Another savings and loan association has now suffered a run, this time in Maryland. Once again, as in Ohio two months ago, it's an S&L insured not by the federal government but by a private fund operating under state law. Unlike the federal deposit insurance agencies, the private funds have only limited resources and, reasonably enough, depositors find them less reassuring. Private deposit insurance has become a dangerous anachronism.

Maryland's regulators understand, fortunately, the first lesson of the Ohio episode: that under no circumstances must they close an institution in the face of depositors' trying to withdraw their money. That can only compound the anxiety and suspicion that generates those long lines of people on the sidewalks. The Old Court Savings and Loan, the institution hit by last week's panic, has kept its offices open.

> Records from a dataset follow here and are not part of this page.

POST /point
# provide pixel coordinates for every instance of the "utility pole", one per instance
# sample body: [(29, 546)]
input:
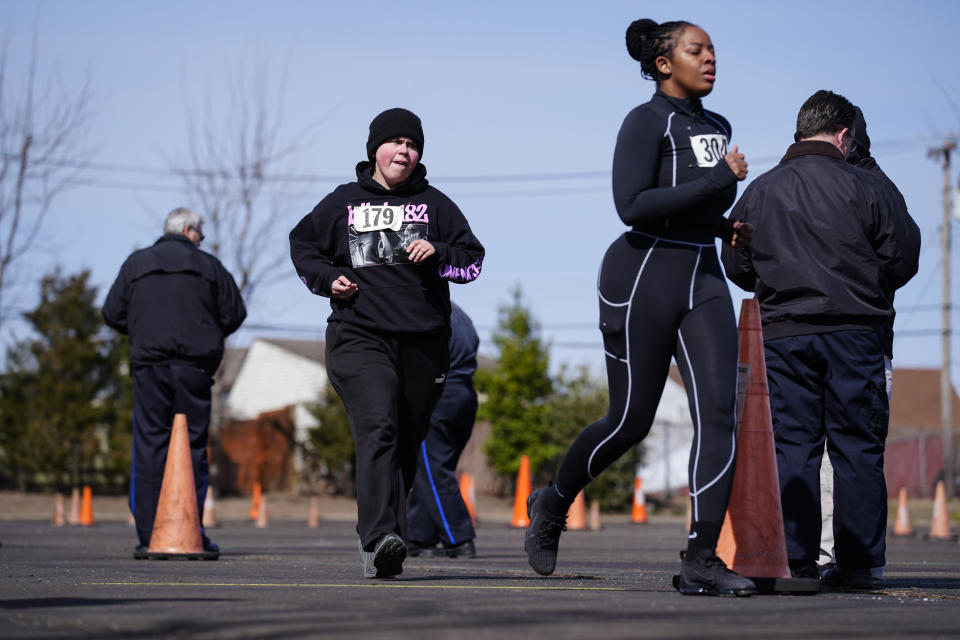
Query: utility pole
[(946, 389)]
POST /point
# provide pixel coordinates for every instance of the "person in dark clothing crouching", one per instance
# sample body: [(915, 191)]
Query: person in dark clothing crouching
[(832, 243), (383, 249), (436, 512), (177, 304)]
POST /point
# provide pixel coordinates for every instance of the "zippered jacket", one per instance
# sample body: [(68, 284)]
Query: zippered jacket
[(669, 175), (176, 303), (831, 244)]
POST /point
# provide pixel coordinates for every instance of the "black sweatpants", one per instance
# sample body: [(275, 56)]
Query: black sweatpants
[(160, 392), (389, 384), (831, 386), (661, 299), (436, 511)]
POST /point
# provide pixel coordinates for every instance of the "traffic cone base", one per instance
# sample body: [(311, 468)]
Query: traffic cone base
[(176, 526), (255, 501), (74, 517), (940, 521), (577, 515), (59, 511), (524, 488), (752, 541), (86, 507), (313, 516), (902, 526), (263, 519), (469, 495), (594, 522), (638, 513), (209, 510)]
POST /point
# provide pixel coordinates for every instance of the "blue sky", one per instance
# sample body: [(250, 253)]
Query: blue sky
[(503, 89)]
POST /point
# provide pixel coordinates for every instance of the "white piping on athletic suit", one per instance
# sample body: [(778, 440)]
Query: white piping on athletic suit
[(673, 147), (695, 491), (626, 333)]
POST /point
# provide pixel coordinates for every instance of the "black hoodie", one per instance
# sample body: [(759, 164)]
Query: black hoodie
[(393, 293)]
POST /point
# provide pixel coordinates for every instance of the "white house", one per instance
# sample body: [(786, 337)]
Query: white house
[(275, 374)]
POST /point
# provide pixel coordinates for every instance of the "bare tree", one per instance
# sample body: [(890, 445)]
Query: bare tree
[(41, 151), (233, 144)]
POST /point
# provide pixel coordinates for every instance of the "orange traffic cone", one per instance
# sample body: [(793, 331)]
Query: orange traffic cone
[(594, 522), (209, 510), (176, 527), (902, 526), (263, 519), (520, 518), (752, 540), (313, 517), (59, 512), (255, 501), (940, 523), (74, 517), (469, 495), (639, 512), (86, 507), (577, 515)]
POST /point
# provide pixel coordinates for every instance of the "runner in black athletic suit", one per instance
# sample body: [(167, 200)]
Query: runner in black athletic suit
[(662, 295)]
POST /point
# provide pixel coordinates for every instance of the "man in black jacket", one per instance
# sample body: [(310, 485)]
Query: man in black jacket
[(831, 244), (177, 304)]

The second lesson of the Ohio runs, now confirmed in Maryland, is that the time has come to shut down all deposit insurance agencies but the federal government's. The privately insured S&Ls will have to join the federal system or go out of business. Only a few states allow these private systems; they fill no essential purpose.

They originated in attempts by some of the states to preserve small neighborhood S&Ls that could not meet the rigorous standards of the federal system. But some of the privately insured institutions have grown large, like Old Court. Because depositors consider private insurance to be riskier than a federal guarantee, the privately insured S&Ls -- if they are to grow -- have to offer higher interest than their federally insured competitors. That puts them under pressure to make investments that pay high returns, usually involving a commensurate degree of risk. At the time at which the run began, Old Court was paying its depositors rates that were as much as 3 percentage points higher than those being offered by most of the federally insured S&Ls in this area.

The troubles of Old Court are as much warning as Maryland or any other state ought to need. Private insurance under state law does not provide the degree of stability that financial institutions require. Just as Old Court is not the first S&L to fall into difficulties this year, neither will it be the last. The basic reason, running through all of these cases, is that in 1979 the country decided to fight inflation with tight monetary policy resulting in high and fluctuating interest rates. When mortgage rates jump up one-third, the value of a fixed-rate mortgage in an S&L's portfolio drops by one-third. That drop in the value of their assets has hurt even the most carefully managed S&Ls. There is no easy solution. But as an antidote to panic, federal insurance is a great help -- as well as the rigorous supervision and examination of each member S&L that go with it.